That's what Rasmussen's latest poll says. Twenty-one percent of Republicans nationwide say they'd vote for Christie to be their nominee in 2016. But when asked who they least wanted to be the nominee, 31 percent of Republicans said Christie. Hillary Clinton has a similar problem among Democrats, but her yeses at least outweigh her negatives. How did this happen to Christie, exactly? The simple answer is that he's too good at what he does, and what he does is hide his conservatism behind a mask of reasonableness.

One (particularly vile) segment of the right hates him for one of Christie's unambiguously admirable acts: standing up to virulent Islamophobia. Unfortunately, virulent Islamophobia is very, very popular on the right, tolerated at the highest levels and encouraged by even the most respectable media outlets of the conservative movement. Mitt Romney counted John Bolton, ally of raving anti-Muslim loons Pamela Geller and Robert Spencer, as a "foreign policy adviser. "Shariah law" hysteria has taken hold at Republican-run legislatures across the nation. These people are prepared to go to war to prevent Christie from being the nominee. They will (and have) essentially call him a terrorist sympathizer.

Daniel Pipes and Steve Emerson wrote of "Chris Christie's Islam Problem" in the National Review. The odious Robert Spencer declared Christie "a foursquare tool of jihadists and Islamic supremacists."

Christie does have some cover: The neoconservatives, including some marginally less-extreme Islamophobes, have adopted him and are instructing him in the ways of their ultra-hawkish foreign policy. The Washington Post's Jennifer Rubin rather suddenly likes him a great deal. This is the source of the entire Christie/Paul fight.

But naked Islamophobia is populist in a way that neoconservative interventionism decidedly isn't. A sort of generalized paranoia about Muslims in general -- and a desire to keep them out of the United States -- is broadly popular among scared old white conservatives. Actual wars, though, even conservatives are tired of. As the 2012 race began, polls showed conservatives and Republicans feeling much less excited about interventionism than they were during the Bush years. Forty-five percent of Republicans said the U.S. should "mind its own business internationally." So Christie wins no points from conservatives for sounding like Bill Kristol, and loses points for not sounding like Geert Wilders.

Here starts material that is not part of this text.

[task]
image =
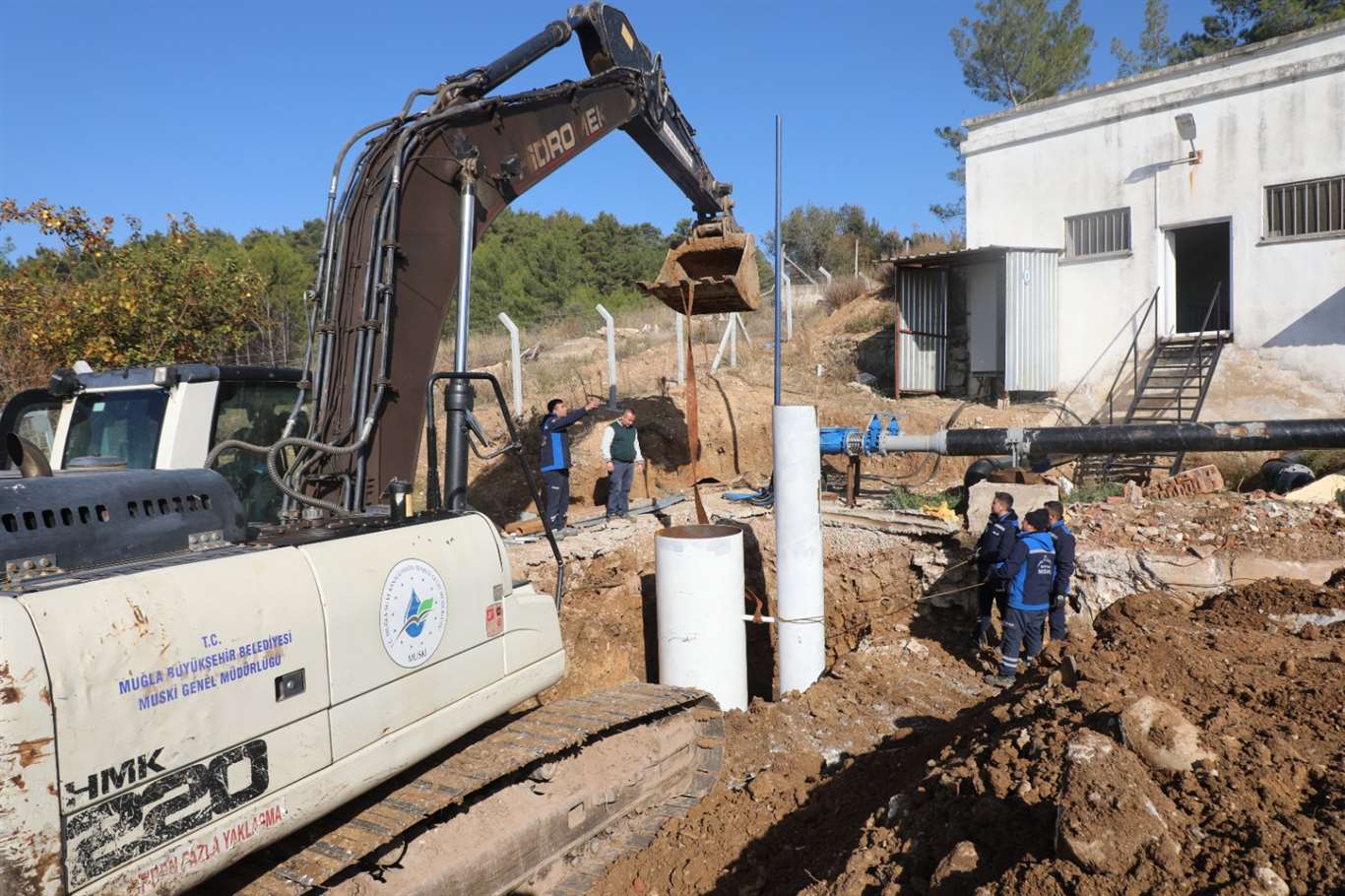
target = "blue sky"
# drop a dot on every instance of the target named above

Similarly, the right has not forgotten Chris Christie's post-hurricane embrace of President Obama. The words "Benedict Arnold" have been thrown around. Conservative commentators of varying prominence explicitly blamed Christie for Obama's reelection. That sort of talk largely came from the less "respectable" voices of the conservative movement, but the conservative base hates and distrusts anything "respectable." Dick Morris may be a fool, but he's a fool with a massive audience that does not know he's a fool.

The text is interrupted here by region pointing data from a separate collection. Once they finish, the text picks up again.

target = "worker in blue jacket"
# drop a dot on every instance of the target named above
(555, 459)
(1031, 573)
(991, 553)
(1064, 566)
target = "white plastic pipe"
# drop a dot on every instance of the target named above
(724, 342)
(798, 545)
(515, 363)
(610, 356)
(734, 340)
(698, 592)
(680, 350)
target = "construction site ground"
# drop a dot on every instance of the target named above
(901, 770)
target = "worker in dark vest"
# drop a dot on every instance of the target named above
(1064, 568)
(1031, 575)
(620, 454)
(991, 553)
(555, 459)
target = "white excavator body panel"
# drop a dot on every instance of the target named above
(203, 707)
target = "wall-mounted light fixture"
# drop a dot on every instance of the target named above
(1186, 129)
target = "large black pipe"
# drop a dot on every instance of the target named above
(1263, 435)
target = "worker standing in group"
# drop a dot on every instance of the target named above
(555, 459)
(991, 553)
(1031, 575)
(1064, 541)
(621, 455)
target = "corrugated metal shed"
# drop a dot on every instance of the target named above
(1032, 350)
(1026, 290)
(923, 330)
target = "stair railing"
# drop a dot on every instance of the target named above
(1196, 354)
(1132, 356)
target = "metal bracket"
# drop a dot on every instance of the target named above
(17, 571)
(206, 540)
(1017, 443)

The ironic thing about this conservative distrust is that Christie actually would be a very conservative president. He's an antiabortion and anti-gay marriage staunch Catholic who believes in low taxes and no regulations and all the rest of the important, eternally unchanging policies on the checklist. Christie's branding is designed to make him attractive to moderates in the Northeast -- this is how the press fell in love with him, obviously -- but it's just that: branding. On the issues, he's a man solidly of the right.

So, like Jon Huntsman before him, Christie blinds both conservatives and center-lefties to how conservative he actually is. That didn't work out so well for Jon Huntsman.

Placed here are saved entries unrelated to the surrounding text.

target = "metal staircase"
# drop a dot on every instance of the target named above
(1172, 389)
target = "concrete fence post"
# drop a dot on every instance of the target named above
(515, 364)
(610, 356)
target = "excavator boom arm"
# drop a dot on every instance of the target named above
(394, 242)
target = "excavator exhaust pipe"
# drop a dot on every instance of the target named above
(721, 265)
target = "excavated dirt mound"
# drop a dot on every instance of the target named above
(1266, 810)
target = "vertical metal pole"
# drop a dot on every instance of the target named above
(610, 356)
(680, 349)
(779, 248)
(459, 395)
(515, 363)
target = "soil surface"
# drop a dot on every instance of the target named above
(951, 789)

Mitt Romney, it's true, was not particularly beloved by the Republican base. But none of his primary opponents were remotely serious enough to deny him the nomination, especially with his massive organizational and financial advantages. In 2016, Christie will probably have to contend with less ridiculous opponents, with stronger support.

Nate Cohn, who is much smarter than I am, "says it is surprisingly easy to envision Christie winning the nomination." That's still true: All the money people do love him a lot. But if the divide between what the money people in the conservative movement want, and what the raging base wants, grows between now and 2016, Christie will find himself on the side with far fewer Republican primary voters.